On the Configure tab of the ZooKeeper service page, search for dataDir to find the data directory path.
Run the following command to list snapshot files and their sizes:
```
ls -lrt /mnt/disk1/zookeeper/data/version-2/snapshot*
```

If either limit is exceeded, check the distribution of znodes, then stop the upstream applications that are writing excessively to ZooKeeper based on the distribution of znodes.

How do I migrate the ZooKeeper data directory without interrupting the service?

If disk space runs out or disk performance degrades, migrate the ZooKeeper data directory to a new path. Process followers first, then the leader — this keeps the ZooKeeper ensemble available throughout the migration.
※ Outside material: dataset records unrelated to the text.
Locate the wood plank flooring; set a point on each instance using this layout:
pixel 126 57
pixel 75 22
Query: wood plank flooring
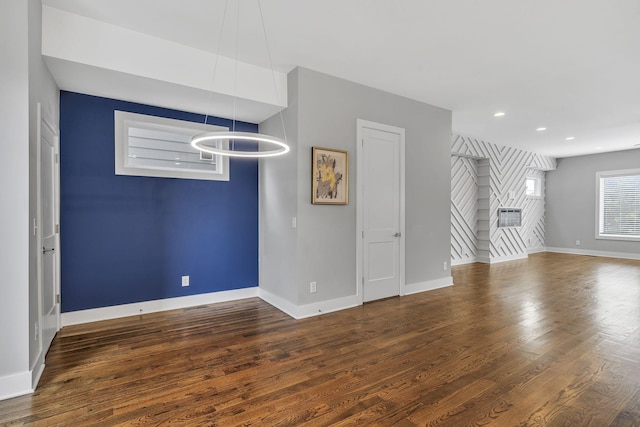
pixel 552 340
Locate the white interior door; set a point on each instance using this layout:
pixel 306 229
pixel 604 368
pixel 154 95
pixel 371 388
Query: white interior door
pixel 49 304
pixel 382 224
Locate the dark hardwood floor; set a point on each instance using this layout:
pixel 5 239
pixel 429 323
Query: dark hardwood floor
pixel 552 340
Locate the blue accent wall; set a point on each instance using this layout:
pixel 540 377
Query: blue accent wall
pixel 128 239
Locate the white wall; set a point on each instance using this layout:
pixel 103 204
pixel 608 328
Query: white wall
pixel 325 237
pixel 14 194
pixel 26 82
pixel 43 90
pixel 571 205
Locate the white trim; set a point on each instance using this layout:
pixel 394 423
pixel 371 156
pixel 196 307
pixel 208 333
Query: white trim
pixel 37 369
pixel 124 310
pixel 360 126
pixel 495 260
pixel 15 385
pixel 535 250
pixel 309 310
pixel 429 285
pixel 606 254
pixel 455 262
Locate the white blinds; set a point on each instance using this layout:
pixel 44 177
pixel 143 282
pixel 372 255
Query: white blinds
pixel 620 205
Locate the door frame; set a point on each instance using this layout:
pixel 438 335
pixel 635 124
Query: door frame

The following example migrates from /mnt/disk1/zookeeper to /mnt/disk2/zookeeper. In this cluster, master-1-2 is the leader and master-1-1 and master-1-3 are followers.

Step 1: Update the data directory configuration

On the Configure tab of the ZooKeeper service page, search for dataDir and change its value to /mnt/disk2/zookeeper.
Click Save.
In the Save dialog, fill in Execution Reason and click Save.

Step 2: Deploy the updated configuration

In the upper-right corner of the Configure tab, click Deploy Client Configuration.
In the dialog, fill in Execution Reason and click OK.
In the confirmation message, click OK.

Step 3: (Optional) Verify the new data directory

Log on to your EMR cluster in SSH mode. For more information, see Log on to a cluster.
Run the following command and confirm that dataDir points to /mnt/disk2/zookeeper:
```
cat /etc/emr/zookeeper-conf/zoo.cfg
```

Step 4: Migrate data on each node

Perform the following on master-1-1 and master-1-3 (followers) first, then on master-1-2 (leader).

For each node:

On the Status tab of the ZooKeeper service page, find the node and click Stop in the Actions column. Fill in Execution Reason and click OK, then OK again.

Log on to the master node in SSH mode. Run the following command to copy the data directory and set the correct permissions:

sudo rm -rf /mnt/disk2/zookeeper && sudo cp -rf /mnt/disk1/zookeeper /mnt/disk2/zookeeper && sudo chown hadoop:hadoop -R /mnt/disk2/zookeeper

On the Status tab, find the node and click Start in the Actions column. Fill in Execution Reason and click OK, then OK again.
Refresh the page until Health Status shows Healthy for the node before proceeding to the next one.

Note After you stop master-1-2 (the original leader), it becomes a follower and master-1-1 or master-1-3 takes over as the new leader.

Migration is complete when all nodes show Health Status as Healthy.